The Toe Beans Co runs a free SKOOL community where Sydney dog owners get access to training guides, Q&As, and direct support from Luke. It's free to join.
Upcoming Puppy Schools in Sydney
If you're based in Sydney's Eastern Suburbs and want structured, in-person guidance, Luke runs regular puppy schools across Bondi, Paddington, Surry Hills, and surrounding areas.
Check upcoming dates and book your spot
Frequently asked questions
Q: How many times a day should I train my puppy?
Two to three sessions per day, three to five minutes each. More frequent, shorter sessions produce faster results than fewer, longer ones. The puppy's attention window is short, and ending before it drops means every session is a positive one. If you can build training into your daily routine, around mealtimes, walks, and doorways, that daily-life reinforcement matters as much as formal sessions.

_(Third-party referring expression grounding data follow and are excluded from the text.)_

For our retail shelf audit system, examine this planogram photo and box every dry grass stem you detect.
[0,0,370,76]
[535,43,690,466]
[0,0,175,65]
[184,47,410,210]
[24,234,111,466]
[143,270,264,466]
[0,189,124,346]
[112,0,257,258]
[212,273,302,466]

Q: What should a puppy know at 12 weeks?
At 12 weeks, with consistent work from 8 weeks, a puppy should have reliable name response in most household situations, sit on a verbal cue in at least two or three environments, and the beginnings of settle on a mat. Recall should be forming as a positive association but isn't reliable yet. Most importantly, the puppy should be showing voluntary attention: checking in on walks, pausing before going through doorways, offering calm behaviour without being asked.
Q: Can I follow a puppy training schedule if I'm working full time?
Yes. Two short sessions per day, one in the morning and one in the evening, covers the formal training requirement. The daily-life reinforcement, requiring sit before meals, applying Rule 3 on returns home, practising wait at doorways, happens naturally throughout the day. The Complete Puppy Program's 26 modules are designed to fit into a working schedule, with most sessions under five minutes and all guidance available in writing and video.